Michael Hodel: Reverse Engineering the Abstraction and Reasoning Corpus

Subscribers:
5,330
Published on ● Video Link: https://www.youtube.com/watch?v=J3_KjLikOU0



Duration: 1:28:17
1,122 views
50


Had a great discussion with Micahel Hodel and a few others (Simon Strandgaard, Yassine and many more) about reverse engineering the ARC dataset, and possible approaches to solve ARC.

Speaker Profile:
Michael studied Computer Science in Zurich, Switzerland. He is currently working as a freelance programmer, but his main focus remains ARC. Currently, his team MindsAI with Jack Cole and Mohamed Osman is #1 on the ARC-Prize leaderboard (a 1 million dollar competition to solve ARC - https://arcprize.org/ )

Abstract:
The Abstraction and Reasoning Corpus (ARC) is a dataset intended to serve as a benchmark for general intelligence.
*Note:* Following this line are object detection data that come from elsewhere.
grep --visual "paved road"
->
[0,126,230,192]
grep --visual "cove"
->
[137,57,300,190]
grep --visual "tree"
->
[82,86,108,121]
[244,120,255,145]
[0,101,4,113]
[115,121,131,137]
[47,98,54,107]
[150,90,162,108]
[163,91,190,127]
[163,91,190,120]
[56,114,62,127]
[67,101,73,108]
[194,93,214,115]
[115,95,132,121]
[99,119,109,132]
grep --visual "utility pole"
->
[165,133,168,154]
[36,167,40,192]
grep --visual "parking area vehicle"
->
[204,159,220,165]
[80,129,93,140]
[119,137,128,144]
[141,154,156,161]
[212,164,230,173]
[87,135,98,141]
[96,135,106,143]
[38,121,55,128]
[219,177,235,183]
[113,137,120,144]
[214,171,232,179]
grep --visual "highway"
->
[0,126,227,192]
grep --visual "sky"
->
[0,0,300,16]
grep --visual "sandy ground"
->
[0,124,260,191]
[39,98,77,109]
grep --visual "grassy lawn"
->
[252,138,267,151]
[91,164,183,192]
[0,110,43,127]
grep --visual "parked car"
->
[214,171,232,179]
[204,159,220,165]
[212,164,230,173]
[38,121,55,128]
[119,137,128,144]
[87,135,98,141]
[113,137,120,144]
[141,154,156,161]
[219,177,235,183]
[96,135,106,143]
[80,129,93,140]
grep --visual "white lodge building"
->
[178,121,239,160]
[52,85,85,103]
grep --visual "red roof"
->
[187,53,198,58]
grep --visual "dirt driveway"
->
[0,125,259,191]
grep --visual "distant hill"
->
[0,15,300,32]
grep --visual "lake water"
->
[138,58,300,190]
The difficulty of ARC for machine learning approaches is largely a consequence of the great diversity of tasks as well its few-shot nature. Even after almost five years since its publication, ARC remains unsolved. While many attempts have been made to solve the benchmark, what seems generally lacking are more fundamental scientific experiments. RE-ARC presents code to procedurally generate examples for the ARC training tasks and with that attempts to enable experiments addressing the latter of those two aspects, namely sample-efficient learning. RE-ARC also introduces a simple proxy metric for example difficulty, which should also allow for exploring questions about within-task generalization capabilities of systems.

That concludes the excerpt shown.